30 сентября 1773 года семнадцать человек прибыли в Санкт-Петербург, а 3 октября, дав присягу на верность Екатерине II и поклявшись при этом не разглашать под страхом смертной казни государственную тайну о Большерецком бунте, отправились на предписанные им для жительства места, «...чтобы их всех внутрь России, как то в Москву и Петербург ни когда ни для чего не отпускать», как рекомендовала царица генерал-прокурору князю Вяземскому.
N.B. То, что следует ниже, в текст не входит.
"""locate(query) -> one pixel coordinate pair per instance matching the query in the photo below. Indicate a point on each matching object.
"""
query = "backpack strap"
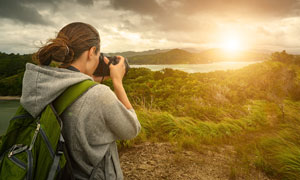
(58, 106)
(71, 95)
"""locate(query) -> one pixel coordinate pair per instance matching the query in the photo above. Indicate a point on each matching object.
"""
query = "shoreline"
(10, 97)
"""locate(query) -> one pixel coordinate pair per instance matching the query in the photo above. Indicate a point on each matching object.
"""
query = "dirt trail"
(162, 161)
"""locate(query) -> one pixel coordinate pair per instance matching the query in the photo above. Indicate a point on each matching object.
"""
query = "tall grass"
(273, 141)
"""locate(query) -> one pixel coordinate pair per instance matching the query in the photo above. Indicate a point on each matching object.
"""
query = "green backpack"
(33, 148)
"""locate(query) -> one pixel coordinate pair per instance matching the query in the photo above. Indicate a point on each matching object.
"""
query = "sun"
(231, 44)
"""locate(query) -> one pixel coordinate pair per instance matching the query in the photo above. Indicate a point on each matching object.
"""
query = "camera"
(103, 68)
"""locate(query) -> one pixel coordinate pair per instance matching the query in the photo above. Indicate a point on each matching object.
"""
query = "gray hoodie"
(91, 125)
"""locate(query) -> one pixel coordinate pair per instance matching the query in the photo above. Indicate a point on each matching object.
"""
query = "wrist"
(117, 82)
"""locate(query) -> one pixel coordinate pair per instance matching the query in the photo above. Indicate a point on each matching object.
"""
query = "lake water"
(9, 107)
(193, 68)
(7, 110)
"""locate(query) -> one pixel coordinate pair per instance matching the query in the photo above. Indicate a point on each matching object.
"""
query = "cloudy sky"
(137, 25)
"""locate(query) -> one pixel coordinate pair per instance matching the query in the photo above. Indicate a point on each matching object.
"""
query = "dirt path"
(162, 161)
(10, 97)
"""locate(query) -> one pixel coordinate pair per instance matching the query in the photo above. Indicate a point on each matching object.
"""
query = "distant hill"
(179, 56)
(134, 53)
(175, 56)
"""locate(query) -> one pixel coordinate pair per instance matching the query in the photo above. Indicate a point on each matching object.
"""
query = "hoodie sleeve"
(122, 122)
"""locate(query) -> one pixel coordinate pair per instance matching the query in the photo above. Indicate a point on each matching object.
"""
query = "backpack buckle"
(60, 146)
(17, 148)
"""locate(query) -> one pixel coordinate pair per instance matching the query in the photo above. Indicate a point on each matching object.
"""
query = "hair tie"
(67, 49)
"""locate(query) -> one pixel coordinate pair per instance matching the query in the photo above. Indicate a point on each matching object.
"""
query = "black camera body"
(103, 68)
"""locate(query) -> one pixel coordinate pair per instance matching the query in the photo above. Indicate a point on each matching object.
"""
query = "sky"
(139, 25)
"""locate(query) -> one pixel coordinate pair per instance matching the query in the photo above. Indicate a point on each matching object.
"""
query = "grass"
(261, 137)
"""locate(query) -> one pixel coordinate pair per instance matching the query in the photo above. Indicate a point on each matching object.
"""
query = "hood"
(43, 84)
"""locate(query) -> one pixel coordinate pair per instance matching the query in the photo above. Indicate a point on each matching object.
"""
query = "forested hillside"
(178, 56)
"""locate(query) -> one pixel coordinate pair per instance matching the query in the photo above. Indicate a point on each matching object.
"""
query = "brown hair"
(71, 41)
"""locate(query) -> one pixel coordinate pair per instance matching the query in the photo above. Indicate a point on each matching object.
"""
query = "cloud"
(20, 11)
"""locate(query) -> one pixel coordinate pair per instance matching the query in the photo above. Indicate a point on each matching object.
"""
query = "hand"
(99, 78)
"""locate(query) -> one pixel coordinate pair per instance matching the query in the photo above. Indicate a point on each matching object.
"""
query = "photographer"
(93, 123)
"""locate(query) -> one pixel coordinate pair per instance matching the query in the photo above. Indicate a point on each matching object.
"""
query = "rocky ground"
(149, 161)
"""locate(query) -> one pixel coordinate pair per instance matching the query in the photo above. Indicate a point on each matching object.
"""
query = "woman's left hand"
(99, 78)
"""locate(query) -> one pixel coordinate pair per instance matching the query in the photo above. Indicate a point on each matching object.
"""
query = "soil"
(149, 161)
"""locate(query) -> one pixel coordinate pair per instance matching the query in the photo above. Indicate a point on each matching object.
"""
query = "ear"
(92, 52)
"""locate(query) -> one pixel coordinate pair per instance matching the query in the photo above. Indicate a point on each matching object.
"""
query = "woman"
(99, 117)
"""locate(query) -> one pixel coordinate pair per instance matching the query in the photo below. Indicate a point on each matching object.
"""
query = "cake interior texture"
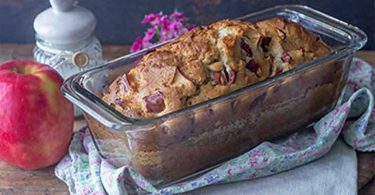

Хотя приличия ради спросили у каждого, кто куда бы сам пожелал отправиться.
Обо всех этих событиях в России не было известно еще целых полвека, хотя книга Беньовского, изданная в Англии, Германии, Франции, была долгое время бестселлером.
Теперь наконец читатель может узнать, как сложились жизненные пути тех, на чьих плечах поднялась слава «искусного морехода» и вольнолюбца Августа Морица Беньевского.
Ипполит Степанов
Благодаря Беньевскому в исторической и художественной литературе Ипполит Семенович Степанов представляется вздорным пьяницей, спорщиком и скандалистом, завистником и честолюбцем. Такой он у Н. Смирнова в «Государстве Солнца», такой он и у Л. Пасенкжа в «Похождениях барона Беневского».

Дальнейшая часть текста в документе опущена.